Why I'm Not (Even Trying to Be) the Greatest Parent

My daughter likes to tell me I'm her favorite dad. We laugh. I tell her she's my favorite Annie. And it's true. Occasionally, she'll tell me I'm the BEST DAD EVER (don't worry, she's not afraid either to tell me the opposite - haha). I don't always dispute her in real time, but she knows I don't agree, on principle. Even if she doesn't completely understand it yet (although I would not put it past her), she's heard me tell the story of Stanley Hauerwas' response to being named "America's Best Theologian" by Time magazine. "Best is not a theological category," he famously quipped. 

What to make, then, of the generalization of parenthood that occurs with Mother's Day and Father's Day? And the subsequent and unavoidable awkwardness of invoking absurd titles like, "World's Greatest"? The subsequent and poisonous insinuation that every movement, moment, decision, is taking you closer to or farther from the title? The demonic logic that would suggest that the success of your relationship with your parent or your child is comparatively determined? 

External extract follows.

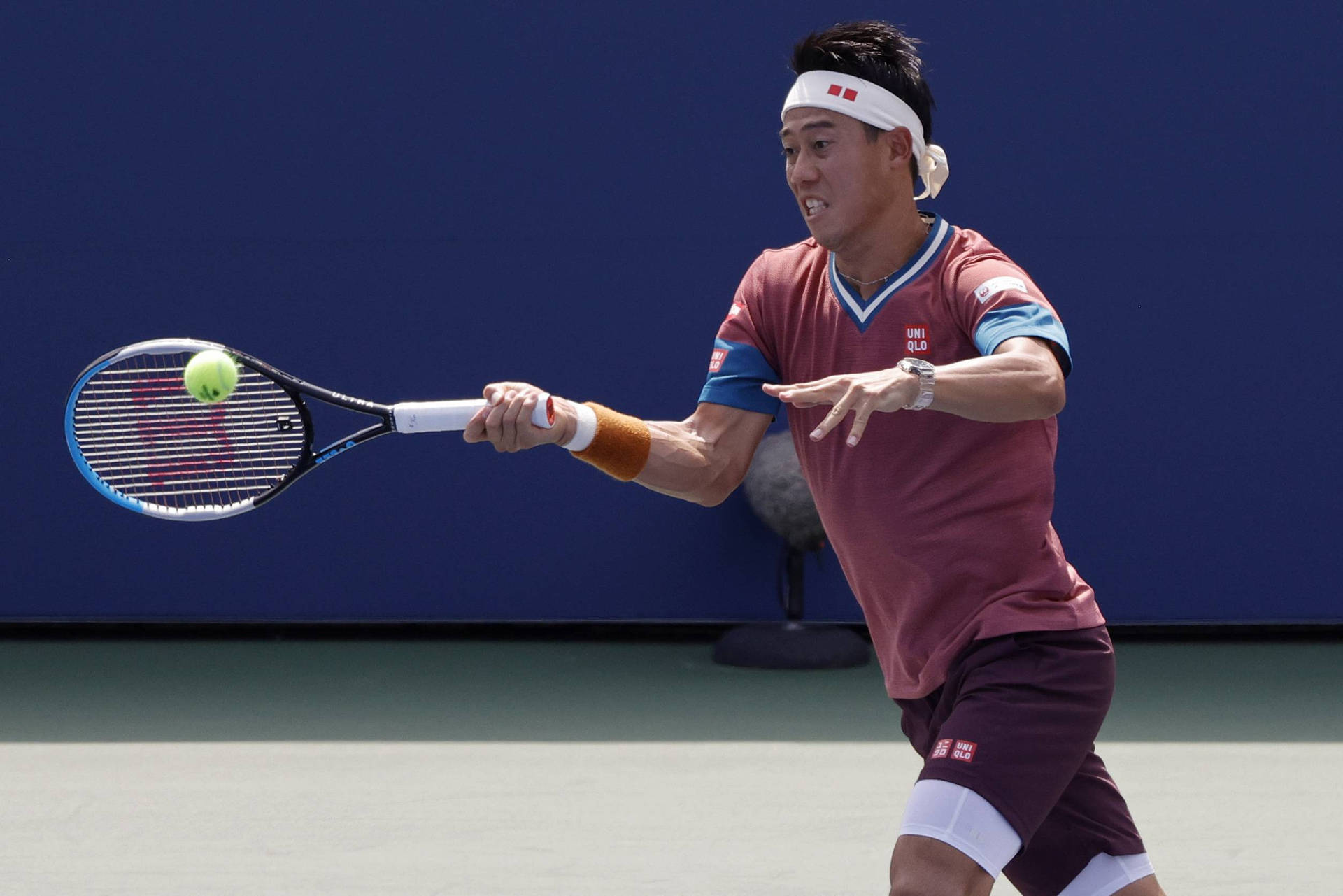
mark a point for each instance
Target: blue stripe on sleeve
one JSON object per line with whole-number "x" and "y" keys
{"x": 1026, "y": 319}
{"x": 738, "y": 381}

In a favorite Robert Earl Keen song of mine, What I Really Mean, the singer/songwriter describes to someone close to his heart but far from his travels the incredible adventures he's experiencing in his life on the road, each time saying something like, "You should have seen the crowd we drew in there!" Each time, though, he catches himself and says, "What I really mean is, I wish you were here." It's such a gift in any relationship when we catch ourselves leaning on clichés we don't mean, come to our senses, and then say the next true thing we can only truly say to that one. On the same token, the thing about titles like "the greatest" that's so sad is that they invite us to say the thing we didn't mean and sit silent on the things we did. 

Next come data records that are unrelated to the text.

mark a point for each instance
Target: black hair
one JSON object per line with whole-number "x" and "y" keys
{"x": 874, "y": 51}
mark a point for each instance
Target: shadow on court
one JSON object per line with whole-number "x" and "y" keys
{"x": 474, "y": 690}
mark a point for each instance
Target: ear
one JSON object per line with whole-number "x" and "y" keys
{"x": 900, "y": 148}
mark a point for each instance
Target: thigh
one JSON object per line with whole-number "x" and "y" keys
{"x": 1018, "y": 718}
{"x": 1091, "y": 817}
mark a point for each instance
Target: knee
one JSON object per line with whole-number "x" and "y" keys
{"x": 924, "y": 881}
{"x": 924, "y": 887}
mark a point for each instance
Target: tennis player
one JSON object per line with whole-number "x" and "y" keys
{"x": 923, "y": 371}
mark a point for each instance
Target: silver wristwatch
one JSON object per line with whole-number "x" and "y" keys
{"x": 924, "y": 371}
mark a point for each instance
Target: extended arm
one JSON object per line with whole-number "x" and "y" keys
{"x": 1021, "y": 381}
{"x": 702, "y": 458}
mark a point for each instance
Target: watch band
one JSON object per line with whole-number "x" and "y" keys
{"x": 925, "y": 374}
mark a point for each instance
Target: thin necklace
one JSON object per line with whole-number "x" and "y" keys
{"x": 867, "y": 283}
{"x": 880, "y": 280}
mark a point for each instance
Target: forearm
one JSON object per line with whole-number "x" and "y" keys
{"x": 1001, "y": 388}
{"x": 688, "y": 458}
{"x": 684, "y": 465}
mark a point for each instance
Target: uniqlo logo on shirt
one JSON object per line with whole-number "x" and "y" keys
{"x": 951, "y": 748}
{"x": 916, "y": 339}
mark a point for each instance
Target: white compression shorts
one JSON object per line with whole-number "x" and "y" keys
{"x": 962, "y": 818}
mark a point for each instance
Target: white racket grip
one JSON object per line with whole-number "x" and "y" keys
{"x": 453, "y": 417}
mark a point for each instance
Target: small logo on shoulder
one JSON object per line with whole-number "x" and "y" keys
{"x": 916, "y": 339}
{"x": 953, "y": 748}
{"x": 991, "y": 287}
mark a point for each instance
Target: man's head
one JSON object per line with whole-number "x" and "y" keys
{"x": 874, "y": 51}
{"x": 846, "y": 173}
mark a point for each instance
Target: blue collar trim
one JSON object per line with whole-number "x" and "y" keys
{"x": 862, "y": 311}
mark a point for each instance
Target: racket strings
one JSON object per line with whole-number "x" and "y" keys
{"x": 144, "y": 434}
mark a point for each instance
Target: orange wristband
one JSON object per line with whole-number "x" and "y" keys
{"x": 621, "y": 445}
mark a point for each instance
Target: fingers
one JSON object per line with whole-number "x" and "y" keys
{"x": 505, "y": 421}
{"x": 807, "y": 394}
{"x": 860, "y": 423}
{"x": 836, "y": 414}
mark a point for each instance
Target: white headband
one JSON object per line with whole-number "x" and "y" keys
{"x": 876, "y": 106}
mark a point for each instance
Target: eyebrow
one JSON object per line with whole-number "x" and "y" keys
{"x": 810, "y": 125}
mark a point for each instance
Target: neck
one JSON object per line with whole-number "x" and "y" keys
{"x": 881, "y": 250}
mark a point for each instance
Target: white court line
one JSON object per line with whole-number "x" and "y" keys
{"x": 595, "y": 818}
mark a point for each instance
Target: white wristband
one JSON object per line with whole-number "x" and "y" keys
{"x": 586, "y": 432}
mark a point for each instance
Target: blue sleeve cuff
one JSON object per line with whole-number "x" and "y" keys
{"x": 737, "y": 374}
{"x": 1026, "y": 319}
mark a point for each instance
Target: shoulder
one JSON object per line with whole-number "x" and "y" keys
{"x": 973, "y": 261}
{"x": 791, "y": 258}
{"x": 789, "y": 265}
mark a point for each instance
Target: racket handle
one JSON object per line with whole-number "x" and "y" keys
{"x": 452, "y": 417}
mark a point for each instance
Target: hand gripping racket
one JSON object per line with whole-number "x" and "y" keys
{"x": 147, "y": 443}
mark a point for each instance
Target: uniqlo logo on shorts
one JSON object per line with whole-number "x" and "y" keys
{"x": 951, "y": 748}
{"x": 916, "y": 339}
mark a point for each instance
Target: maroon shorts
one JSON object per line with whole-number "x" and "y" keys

It's been refreshing to see the cultural pushback against the Hallmark holidays this year, with the sensitivity that recognizes that these days can be painful for lots of reasons. I think the holidays are potentially as harmful, though, for the message they communicate to those for whom the days are pure celebrations; the relegation of a relationship to a comparative context can only confuse the multi-faceted uniqueness that makes a particular relationship special. And it turns out what really makes the relationship special many times has a tremendous capacity to hold pain and brokenness, incorporate forgiveness, growth, and/or redemption, and invite us toward a place of knowing and being known, even as we disappoint and, sometimes, deeply wound each other.

In a recurring theme of The Jesus Storybook Bible, the author says over and over that God's people were lovely. And they were lovely, because God loved them. It is such a wonderful description of relationship rightly valued, and cherished, from the inside out. May we know ourselves beloved of God and be known in love to one another, where "to me you will be unique in all the world."